Multi-beam Energy Moments of Multibeam Particle Velocity Distributions

TL;DR

This paper introduces a generalized approach to calculating energy moments of multibeam particle velocity distributions, addressing limitations of standard methods that assume a single mean flow, with applications to space plasma measurements.

Contribution

It develops multibeam energy moments that accurately represent multibeam distributions, improving analysis of particle velocity data in space physics.

Findings

Multibeam moments avoid false thermal energy in multibeam distributions.

Application to sum of tri-Maxwellians demonstrates the method's effectiveness.

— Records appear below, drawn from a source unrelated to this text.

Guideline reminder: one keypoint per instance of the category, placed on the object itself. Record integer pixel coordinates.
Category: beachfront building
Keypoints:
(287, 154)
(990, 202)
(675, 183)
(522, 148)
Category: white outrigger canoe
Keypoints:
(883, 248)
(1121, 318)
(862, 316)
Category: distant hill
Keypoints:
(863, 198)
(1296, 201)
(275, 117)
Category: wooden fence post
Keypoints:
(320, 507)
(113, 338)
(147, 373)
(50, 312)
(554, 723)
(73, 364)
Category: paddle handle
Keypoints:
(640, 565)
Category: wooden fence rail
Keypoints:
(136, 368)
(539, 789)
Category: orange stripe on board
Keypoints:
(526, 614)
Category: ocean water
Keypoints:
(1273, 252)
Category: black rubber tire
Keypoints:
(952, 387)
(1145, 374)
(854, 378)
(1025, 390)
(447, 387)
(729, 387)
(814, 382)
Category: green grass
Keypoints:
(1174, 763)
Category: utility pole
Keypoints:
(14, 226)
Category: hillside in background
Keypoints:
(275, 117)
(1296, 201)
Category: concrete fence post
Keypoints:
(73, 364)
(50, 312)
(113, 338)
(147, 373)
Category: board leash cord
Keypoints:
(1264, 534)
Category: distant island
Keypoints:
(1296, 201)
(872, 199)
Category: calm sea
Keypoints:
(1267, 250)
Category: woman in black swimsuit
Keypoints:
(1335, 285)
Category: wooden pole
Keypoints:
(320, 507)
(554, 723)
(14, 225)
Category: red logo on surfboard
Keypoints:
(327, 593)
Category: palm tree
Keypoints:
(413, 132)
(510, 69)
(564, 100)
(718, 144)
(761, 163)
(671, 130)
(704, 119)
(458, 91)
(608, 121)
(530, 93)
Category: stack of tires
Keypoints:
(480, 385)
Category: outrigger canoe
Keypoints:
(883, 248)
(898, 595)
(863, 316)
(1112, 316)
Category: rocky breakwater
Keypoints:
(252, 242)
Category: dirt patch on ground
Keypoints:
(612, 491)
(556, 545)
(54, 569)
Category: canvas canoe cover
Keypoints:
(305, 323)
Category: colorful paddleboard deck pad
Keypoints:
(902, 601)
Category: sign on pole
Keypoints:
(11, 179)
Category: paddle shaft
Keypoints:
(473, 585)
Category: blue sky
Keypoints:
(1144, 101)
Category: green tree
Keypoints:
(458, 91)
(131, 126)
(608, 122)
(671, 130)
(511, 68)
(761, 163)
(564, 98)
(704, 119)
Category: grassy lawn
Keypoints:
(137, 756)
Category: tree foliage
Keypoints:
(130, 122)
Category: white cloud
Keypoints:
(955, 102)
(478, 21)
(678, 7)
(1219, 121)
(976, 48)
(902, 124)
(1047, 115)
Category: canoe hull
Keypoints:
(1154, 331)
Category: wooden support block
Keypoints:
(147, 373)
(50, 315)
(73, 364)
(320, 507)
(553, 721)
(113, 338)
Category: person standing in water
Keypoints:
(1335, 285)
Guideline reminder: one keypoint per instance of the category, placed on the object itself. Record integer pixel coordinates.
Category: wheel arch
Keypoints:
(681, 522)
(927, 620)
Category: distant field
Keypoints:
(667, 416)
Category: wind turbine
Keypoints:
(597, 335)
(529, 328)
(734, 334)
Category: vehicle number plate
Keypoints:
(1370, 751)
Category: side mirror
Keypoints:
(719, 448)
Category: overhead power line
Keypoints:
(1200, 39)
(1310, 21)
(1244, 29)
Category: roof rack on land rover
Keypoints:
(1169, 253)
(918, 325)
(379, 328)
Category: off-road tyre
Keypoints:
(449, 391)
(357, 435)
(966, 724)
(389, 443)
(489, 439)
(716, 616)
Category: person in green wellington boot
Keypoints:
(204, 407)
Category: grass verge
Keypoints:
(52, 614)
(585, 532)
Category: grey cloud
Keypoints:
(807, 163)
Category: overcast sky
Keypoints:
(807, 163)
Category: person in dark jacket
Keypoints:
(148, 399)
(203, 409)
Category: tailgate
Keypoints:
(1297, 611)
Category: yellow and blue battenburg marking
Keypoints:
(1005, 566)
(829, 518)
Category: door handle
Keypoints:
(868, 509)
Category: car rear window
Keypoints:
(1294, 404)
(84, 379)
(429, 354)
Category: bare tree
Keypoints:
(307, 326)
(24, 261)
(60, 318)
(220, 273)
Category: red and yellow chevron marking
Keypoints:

Undecomposed moments are independent of the moment calculation approach.

Abstract

High resolution electron and ion velocity distributions, f(v), which consist of N effectively disjoint beams, have been measured by NASA's Magnetospheric Multi-Scale Mission (MMS) observatories and in reconnection simulations. Commonly used standard velocity moments generally assume a single mean-flow-velocity for the entire distribution, which can lead to counterintuitive results for a multibeam f(v). An example is the (false) standard thermal energy moment of a pair of equal and opposite cold particle beams, which is nonzero even though each beam has zero thermal energy. By contrast, a multibeam moment of two or more beams has no false thermal energy. A multibeam moment is obtained by taking a standard moment of each beam and then summing over beams. In this paper we will generalize these notions, explore their consequences and apply them to an f(v) which is sum of tri-Maxwellians. Both standard and multibeam energy moments have coherent and incoherent forms. Examples of incoherent moments are the thermal energy density, the pressure and the thermal energy flux (enthalpy flux plus heat flux). Corresponding coherent moments are the bulk kinetic energy density, the RAM pressure and the bulk kinetic energy flux. The false part of an incoherent moment is defined as the difference between the standard incoherent moment and the corresponding multibeam moment. The sum of a pair of corresponding coherent and incoherent moments will be called the undecomposed moment. Undecomposed moments are independent of whether the sum is standard or multibeam and therefore have advantages when studying moments of measured f(v).